Title: Towards the optimality of the ball for the Rayleigh Conjecture concerning the clamped plate Show Chinese title

Title: 针对固定板的Rayleigh猜想中球体最优性的研究

Abstract: In 1995, Nadirashvili and subsequently Ashbaugh and Benguria proved the Rayleigh Conjecture concerning the first eigenvalue of the bilaplacian with clamped boundary conditions in dimension $2$ and $3$. Since then, the conjecture has remained open in dimension $d>3$. In this document, we contribute in answering the conjecture under a particular assumption regarding the critical values of the optimal eigenfunction.

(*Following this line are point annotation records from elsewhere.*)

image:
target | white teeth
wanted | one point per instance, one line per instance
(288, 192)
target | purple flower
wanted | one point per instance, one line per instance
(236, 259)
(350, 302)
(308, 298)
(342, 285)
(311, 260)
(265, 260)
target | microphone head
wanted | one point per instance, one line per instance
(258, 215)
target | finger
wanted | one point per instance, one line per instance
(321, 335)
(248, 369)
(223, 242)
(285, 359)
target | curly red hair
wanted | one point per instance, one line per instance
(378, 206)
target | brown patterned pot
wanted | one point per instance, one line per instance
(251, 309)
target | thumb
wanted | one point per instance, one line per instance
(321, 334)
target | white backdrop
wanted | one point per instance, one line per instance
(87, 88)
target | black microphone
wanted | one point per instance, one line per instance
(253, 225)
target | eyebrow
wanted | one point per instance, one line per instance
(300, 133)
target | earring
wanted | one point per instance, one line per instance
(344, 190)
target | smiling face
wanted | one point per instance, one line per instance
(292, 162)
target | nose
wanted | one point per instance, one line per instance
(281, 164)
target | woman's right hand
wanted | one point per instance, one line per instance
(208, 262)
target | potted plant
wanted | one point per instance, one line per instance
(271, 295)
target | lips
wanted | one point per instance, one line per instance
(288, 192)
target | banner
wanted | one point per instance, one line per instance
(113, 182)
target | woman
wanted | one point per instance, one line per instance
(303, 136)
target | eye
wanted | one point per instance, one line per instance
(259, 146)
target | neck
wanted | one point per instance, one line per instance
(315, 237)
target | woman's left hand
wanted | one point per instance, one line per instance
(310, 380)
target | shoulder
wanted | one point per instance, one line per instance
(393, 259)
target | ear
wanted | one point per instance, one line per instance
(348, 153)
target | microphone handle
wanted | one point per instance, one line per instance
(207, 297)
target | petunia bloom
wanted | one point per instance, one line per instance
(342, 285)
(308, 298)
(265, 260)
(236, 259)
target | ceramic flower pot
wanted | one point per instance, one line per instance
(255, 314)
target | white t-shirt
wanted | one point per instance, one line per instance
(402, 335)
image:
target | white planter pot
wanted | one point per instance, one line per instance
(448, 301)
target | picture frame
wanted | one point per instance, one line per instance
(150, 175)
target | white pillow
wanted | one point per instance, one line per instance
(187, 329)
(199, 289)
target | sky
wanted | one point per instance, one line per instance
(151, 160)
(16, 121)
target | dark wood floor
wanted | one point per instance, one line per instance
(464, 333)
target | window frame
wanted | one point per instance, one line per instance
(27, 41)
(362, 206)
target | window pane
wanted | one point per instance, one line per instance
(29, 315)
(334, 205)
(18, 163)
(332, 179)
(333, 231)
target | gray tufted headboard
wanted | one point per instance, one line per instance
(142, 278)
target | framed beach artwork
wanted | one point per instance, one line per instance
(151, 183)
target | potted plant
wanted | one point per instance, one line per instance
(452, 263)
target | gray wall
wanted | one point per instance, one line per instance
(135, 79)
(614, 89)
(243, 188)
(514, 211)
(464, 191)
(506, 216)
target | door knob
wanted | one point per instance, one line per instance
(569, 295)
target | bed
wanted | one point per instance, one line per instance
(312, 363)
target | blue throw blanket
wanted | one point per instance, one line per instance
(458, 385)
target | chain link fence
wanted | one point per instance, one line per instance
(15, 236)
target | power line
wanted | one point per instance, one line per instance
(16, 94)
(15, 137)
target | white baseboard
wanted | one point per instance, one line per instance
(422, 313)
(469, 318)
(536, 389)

More precisely, we prove that if the optimal eigenfunction has no critical value except its minimum and maximum, then the conjecture holds. This is performed thanks to an improvement of Talenti's comparison principle, made possible after a fine study of the geometry of the eigenfunction's nodal domains. Show Chinese abstract

Abstract: 1995年，Nadirashvili随后Ashbaugh和Benguria证明了关于夹紧边界条件下双调和算子第一个特征值的Rayleigh猜想，在维度$2$和$3$中。 自那时起，该猜想在维度$d>3$中仍然未被解决。 在本文中，我们在关于最优特征函数临界值的一个特定假设下，对这一猜想做出了贡献。 更准确地说，我们证明了如果最优特征函数除了其最小值和最大值外没有其他临界值，那么该猜想成立。 这是通过改进Talenti的比较原理实现的，这在对特征函数的节点区域几何进行细致研究之后成为可能。